Saturn and a Pale Blue Dot

I wrote about the Cassini mission at Saturn near the beginning of my science writing career, and ever since then I’ve been on the mission’s email list. I get updates whenever Cassini takes cool new photos, and this past summer, I found out ahead of time that the spacecraft would be turning around to take a picture of Earth on July 19, 2013. I was in the car at the appointed time, but I opened the window, and waved at the sky.

When Odyssey magazine decided to put together an issue on “the Earth from space,” I knew Cassini’s photo, titled “The Day the Earth Smiled” had to be included. It was great fun to learn about the process that allows a spacecraft a billion miles away to take pictures and send them back to Earth, but my favorite part of the article is that I got to quote Carl Sagan.

Wave-to-Saturn

Back in 1990, the Voyager 1 team took a picture of the Earth from space, called Pale Blue Dot. It’s much blurrier than the new Cassini photo, but it’s famous for what it meant, and for what Sagan said about it. I could only include a few lines in the article, but I’ve got plenty of room in this blog post. What he said is worth reading again and again:

“Look again at that dot. That’s here. That’s home. That’s us. On it everyone you love, everyone you know, everyone you ever heard of, every human being who ever was, lived out their lives. The aggregate of our joy and suffering, thousands of confident religions, ideologies, and economic doctrines, every hunter and forager, every hero and coward, every creator and destroyer of civilization, every king and peasant, every young couple in love, every mother and father, hopeful child, inventor and explorer, every teacher of morals, every corrupt politician, every “superstar,” every “supreme leader,” every saint and sinner in the history of our species lived there-on a mote of dust suspended in a sunbeam.

The Earth is a very small stage in a vast cosmic arena. Think of the endless cruelties visited by the inhabitants of one corner of this pixel on the scarcely distinguishable inhabitants of some other corner, how frequent their misunderstandings, how eager they are to kill one another, how fervent their hatreds. Think of the rivers of blood spilled by all those generals and emperors so that, in glory and triumph, they could become the momentary masters of a fraction of a dot.

Our posturings, our imagined self-importance, the delusion that we have some privileged position in the Universe, are challenged by this point of pale light. Our planet is a lonely speck in the great enveloping cosmic dark. In our obscurity, in all this vastness, there is no hint that help will come from elsewhere to save us from ourselves.

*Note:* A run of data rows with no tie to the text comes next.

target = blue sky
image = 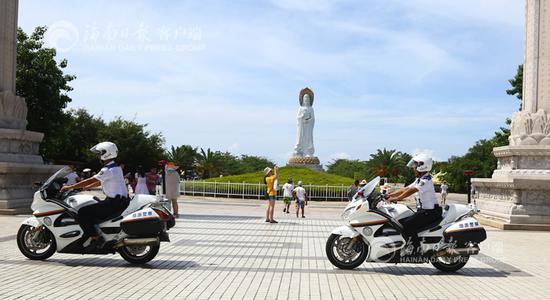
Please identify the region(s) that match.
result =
[19,0,525,164]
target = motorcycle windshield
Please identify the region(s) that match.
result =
[361,176,380,198]
[40,167,72,191]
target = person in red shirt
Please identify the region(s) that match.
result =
[146,167,160,195]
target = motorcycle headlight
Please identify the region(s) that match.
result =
[342,206,356,221]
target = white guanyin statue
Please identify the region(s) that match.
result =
[294,88,315,157]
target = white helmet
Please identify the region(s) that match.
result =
[407,154,433,172]
[90,142,118,161]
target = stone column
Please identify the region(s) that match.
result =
[472,0,550,230]
[0,0,27,129]
[0,0,60,214]
[510,0,550,146]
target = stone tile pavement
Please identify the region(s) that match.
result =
[0,198,550,299]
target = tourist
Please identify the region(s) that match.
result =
[283,178,294,214]
[146,167,160,195]
[380,183,391,197]
[134,166,149,195]
[441,181,449,206]
[61,142,130,252]
[264,166,279,223]
[347,179,359,202]
[164,162,180,218]
[293,181,307,218]
[65,165,80,185]
[386,154,442,254]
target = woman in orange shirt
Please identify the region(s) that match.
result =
[264,166,279,223]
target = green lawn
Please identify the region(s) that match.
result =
[205,167,353,186]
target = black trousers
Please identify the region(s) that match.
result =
[78,196,130,236]
[399,205,442,238]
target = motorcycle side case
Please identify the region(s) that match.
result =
[120,208,164,237]
[443,218,487,245]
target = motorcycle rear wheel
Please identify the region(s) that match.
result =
[431,255,470,272]
[325,234,369,270]
[118,245,160,264]
[17,225,57,260]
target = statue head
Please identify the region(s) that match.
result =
[302,94,311,106]
[299,87,314,106]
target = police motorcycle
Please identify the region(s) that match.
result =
[17,167,175,264]
[326,177,487,272]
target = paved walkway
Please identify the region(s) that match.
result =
[0,198,550,299]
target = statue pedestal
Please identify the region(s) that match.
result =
[287,156,325,172]
[472,145,550,230]
[0,128,61,214]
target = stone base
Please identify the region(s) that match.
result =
[0,128,44,164]
[476,214,550,231]
[0,162,63,214]
[287,156,325,172]
[472,145,550,230]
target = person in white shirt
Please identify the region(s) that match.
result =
[61,142,130,251]
[283,178,294,214]
[134,166,149,195]
[386,154,442,251]
[292,181,308,218]
[441,182,449,206]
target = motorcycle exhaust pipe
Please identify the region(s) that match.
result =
[435,246,479,257]
[115,237,160,248]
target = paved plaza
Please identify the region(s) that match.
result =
[0,198,550,299]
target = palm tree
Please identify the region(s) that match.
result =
[367,148,407,180]
[168,145,199,170]
[196,148,219,178]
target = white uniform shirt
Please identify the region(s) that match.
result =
[65,172,78,185]
[409,175,437,209]
[94,162,128,198]
[283,182,294,198]
[441,184,449,194]
[294,186,306,201]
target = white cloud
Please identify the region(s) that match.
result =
[330,152,351,160]
[271,0,337,12]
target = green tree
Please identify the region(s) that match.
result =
[49,109,106,167]
[238,155,275,174]
[327,159,369,179]
[216,151,241,177]
[167,145,199,170]
[506,64,523,110]
[98,117,165,169]
[16,26,76,158]
[197,148,219,179]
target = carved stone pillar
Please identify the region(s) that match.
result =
[472,0,550,230]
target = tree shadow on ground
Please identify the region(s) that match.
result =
[0,257,200,270]
[352,266,532,278]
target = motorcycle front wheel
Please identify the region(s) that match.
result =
[326,234,369,270]
[431,255,470,272]
[118,245,160,264]
[17,225,57,260]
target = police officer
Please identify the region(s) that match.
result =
[386,154,442,251]
[62,142,129,250]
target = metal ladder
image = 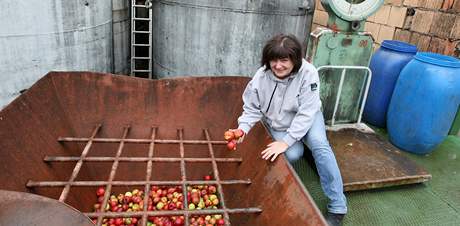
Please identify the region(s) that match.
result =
[131,0,152,79]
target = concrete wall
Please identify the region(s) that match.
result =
[112,0,131,75]
[0,0,130,109]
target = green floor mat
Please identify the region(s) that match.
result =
[293,135,460,226]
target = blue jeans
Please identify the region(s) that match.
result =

The Earth is the only world known so far to harbor life. There is nowhere else, at least in the near future, to which our species could migrate. Visit, yes. Settle, not yet. Like it or not, for the moment the Earth is where we make our stand.

It has been said that astronomy is a humbling and character-building experience. There is perhaps no better demonstration of the folly of human conceits than this distant image of our tiny world. To me, it underscores our responsibility to deal more kindly with one another, and to preserve and cherish the pale blue dot, the only home we’ve ever known.”